(1.) THIS is an appeal at the instance of M/s. Polar Marmo Agglomerates Ltd. who imported certain plant and machinery from M/s. Breton S.P.A. Industria Meccanica, Italy as part of the collaboration agreement dated 20 -6 -89 entered into between the parties. The issue for consideration relates to the valuation of the plant and machinery thus imported. The Commissioner (Appeals) while affirming the order of the adjudicating authority took the view that fee for transfer of know -how and also for assembling and start up of the plant are to be added to the assessable value of the imported plant and machinery. The above finding is under challenge in this appeal at the instance of the importer.

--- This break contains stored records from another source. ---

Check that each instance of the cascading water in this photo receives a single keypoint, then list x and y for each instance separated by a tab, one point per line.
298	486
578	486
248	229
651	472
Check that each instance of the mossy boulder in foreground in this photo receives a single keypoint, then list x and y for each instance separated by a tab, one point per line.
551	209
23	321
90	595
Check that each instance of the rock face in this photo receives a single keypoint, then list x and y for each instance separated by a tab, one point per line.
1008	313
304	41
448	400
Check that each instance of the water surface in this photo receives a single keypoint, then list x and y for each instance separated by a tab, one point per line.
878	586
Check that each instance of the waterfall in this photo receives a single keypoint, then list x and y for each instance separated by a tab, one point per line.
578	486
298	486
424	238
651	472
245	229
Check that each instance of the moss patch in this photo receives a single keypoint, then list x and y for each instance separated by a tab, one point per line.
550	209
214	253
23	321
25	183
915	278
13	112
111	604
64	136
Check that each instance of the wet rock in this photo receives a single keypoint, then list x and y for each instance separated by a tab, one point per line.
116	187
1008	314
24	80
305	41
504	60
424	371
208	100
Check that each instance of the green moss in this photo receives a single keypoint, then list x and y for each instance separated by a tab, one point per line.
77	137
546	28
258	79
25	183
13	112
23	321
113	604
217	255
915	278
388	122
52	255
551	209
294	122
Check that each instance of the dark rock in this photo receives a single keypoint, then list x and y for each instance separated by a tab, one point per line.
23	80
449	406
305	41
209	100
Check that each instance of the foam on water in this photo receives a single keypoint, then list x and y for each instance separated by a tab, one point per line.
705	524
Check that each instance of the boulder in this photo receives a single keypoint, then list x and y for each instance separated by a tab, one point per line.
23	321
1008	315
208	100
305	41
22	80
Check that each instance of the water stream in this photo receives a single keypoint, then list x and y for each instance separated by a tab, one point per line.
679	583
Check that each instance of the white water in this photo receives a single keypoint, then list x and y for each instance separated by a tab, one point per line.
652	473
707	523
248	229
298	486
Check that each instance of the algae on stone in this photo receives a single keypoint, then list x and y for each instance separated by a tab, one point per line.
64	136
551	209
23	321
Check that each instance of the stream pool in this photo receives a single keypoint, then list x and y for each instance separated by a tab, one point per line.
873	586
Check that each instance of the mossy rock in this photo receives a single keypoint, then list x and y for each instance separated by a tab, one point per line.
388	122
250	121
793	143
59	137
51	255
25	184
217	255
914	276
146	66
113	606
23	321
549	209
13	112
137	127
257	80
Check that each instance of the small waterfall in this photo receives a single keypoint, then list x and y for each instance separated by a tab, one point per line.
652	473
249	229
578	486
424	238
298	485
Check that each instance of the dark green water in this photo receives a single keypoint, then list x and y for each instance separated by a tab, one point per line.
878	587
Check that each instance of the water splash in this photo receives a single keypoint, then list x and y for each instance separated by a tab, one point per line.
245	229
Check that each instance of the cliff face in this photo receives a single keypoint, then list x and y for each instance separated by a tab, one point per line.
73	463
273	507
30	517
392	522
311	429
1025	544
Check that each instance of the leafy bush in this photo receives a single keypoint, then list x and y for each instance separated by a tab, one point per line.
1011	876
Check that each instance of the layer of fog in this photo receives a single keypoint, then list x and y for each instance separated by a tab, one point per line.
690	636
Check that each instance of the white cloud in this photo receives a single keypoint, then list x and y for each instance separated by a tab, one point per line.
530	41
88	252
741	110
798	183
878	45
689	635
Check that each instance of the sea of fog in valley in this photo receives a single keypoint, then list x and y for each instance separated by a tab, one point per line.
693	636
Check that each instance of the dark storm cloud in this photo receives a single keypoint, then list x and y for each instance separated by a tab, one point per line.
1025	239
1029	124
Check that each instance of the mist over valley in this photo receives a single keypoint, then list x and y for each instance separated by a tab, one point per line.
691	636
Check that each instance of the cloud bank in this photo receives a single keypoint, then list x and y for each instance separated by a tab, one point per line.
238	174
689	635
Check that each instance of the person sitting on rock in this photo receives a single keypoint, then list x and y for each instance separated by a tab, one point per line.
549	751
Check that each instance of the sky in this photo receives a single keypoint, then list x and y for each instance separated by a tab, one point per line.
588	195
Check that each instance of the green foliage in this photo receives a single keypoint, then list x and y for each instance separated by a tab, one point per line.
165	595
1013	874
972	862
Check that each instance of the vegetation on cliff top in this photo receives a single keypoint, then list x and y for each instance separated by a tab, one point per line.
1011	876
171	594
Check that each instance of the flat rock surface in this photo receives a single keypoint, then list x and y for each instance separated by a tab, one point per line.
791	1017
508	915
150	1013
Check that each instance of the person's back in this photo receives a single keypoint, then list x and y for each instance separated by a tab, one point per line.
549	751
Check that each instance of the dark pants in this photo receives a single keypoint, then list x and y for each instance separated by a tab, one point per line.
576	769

(2.) IT is contended on behalf of the appellant that the Commissioner has mis -interpreted the terms of the contract and wrongly applied the ratio of Essar Gujarat in this case. According to the appellant the case is covered by the decision of the Supreme Court in Tata Iron and Steel Co. Ltd. v. CCE&C, Bhubaneswar, 2000 (116) E.L.T. 422 and that of this Tribunal in CC, Mumbai v. Rockland Building Materials Ltd., 2000 (115) E.L.T. 228. The appellant submits that agreement to purchase the plant and machinery, agreement regarding assembling and start -up of the plant and agreement for transfer of technical know -how licence are three different parts of the collaboration agreement dated 20 -6 -89. It is pointed out that the Commissioner (Appeals) has wrongly understood the transfer of licence and technical know -how as one for making the plant operational. Know -how licence that is being granted gives the customer agglomerate know -how and a complete and tested programme with necessary assistance. It is not in the matter of plant and machinery which is imported. The appellant would further submit that fee for assembling and start -up of the plant is separately charged and neither the know -how licence nor the agreement for assembling and start -up of the plant is a condition for sale of the plant and machinery. In the show cause notice allegation is that Rule 9(1)(c) of the Customs Valuation (Determination of Price of Imported Goods) Rules, 1988 would apply in the present case. The above rule reads as follows:
(3.) LEARNED Departmental Representative, on the other hand, submits that unless plant and machinery is assembled and start -up of the plant is over with the assistance of know -how, no useful purpose would be served by import of plant and machinery. Therefore, Commissioner (Appeals) was fully justified in adding know -how fee as well as assembling and start -up fee to the value of the plant and machinery.